Simulating the NLDS: Can the Giants Win?

In Allen Downey’s new book, Think Bayes, he relates the “Boston Bruins” problem. The problem is to estimate the Bruins’ probability of winning the 2010-2011 NHL championship after two wins and two losses. I will briefly describe Downey’s approach, and then relate it to the current situation of the San Francisco Giants.

One (naive) approach would be to model this as a gambler’s ruin problem. There are two problems with that model for this problem: the total number of rounds to be played is uncertain (i.e. the championship is a best of n rather than play until one side is totally defeated), and it throws away important information about the score of the games.

Instead, we model baseball as a Poisson process, in which it is equally likely for a run to be scored at any time during the game. This is still somewhat of an oversimplification (the odds are better when you have runners on base, for example), but we are getting closer to the “true” model. Second, we assume that games between the Reds and Giants in this year’s National League Division Series are similar enough that they can be considered as outcomes from Poisson distributions in which each team’s scoring distribution is consistent between games with parameter λ. Different pitchers could cause this assumption to be thrown off (no pun intended), but we will again use it as a not-entirely-implausible simplification.

Having made our assumptions, we now use a four-step process proposed by Downey:

1. Use statistics from previous games to choose a prior distribution for λ.
2. Use the score from the first four games to estimate λ for each team.
3. Use the posterior distributions of λ to compute distribution of goals for each team, the distribution of the goal differential, and the probability that each team wins.
4. Simulate the rest of the series to estimate the probability of each possible outcome.

To calculate λ, we will use the team batting stats from ESPN and the thinkbayes Python package from Downey’s site.
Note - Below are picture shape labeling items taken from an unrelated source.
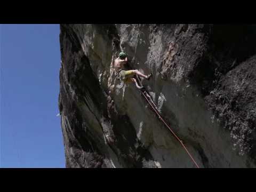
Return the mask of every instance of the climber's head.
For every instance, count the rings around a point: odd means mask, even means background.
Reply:
[[[124,52],[120,52],[119,53],[119,58],[121,59],[124,59],[126,57],[126,54]]]

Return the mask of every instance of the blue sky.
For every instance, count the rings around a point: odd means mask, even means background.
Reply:
[[[59,25],[1,25],[1,167],[65,167]]]

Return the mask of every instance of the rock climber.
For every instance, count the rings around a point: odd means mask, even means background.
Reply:
[[[116,74],[119,75],[120,79],[123,81],[125,83],[134,82],[137,88],[141,89],[143,86],[139,86],[136,79],[134,78],[135,75],[138,75],[140,77],[143,77],[149,80],[152,74],[145,75],[140,73],[138,70],[128,70],[124,69],[125,64],[127,63],[128,59],[126,54],[121,52],[119,53],[118,57],[114,61],[114,57],[112,57],[111,65],[114,65]],[[114,64],[114,65],[113,65]]]

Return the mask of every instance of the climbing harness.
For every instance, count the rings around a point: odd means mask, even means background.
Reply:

Here is the distribution of λ, using regular season scoring as the prior and updating with the results of the first four games of the division series:

And here are the predicted runs-per-game by team, using simulations:

According to the model’s predictions, the probability that the Giants win today’s game (and the division series) is 0.387. I would have preferred to use a Gamma prior for λ and run some more simulations in R, but I wanted to use Downey’s example and get this up before the game started… which was a few minutes ago (although as I post, the score is still 0-0). Either way, enjoy the game!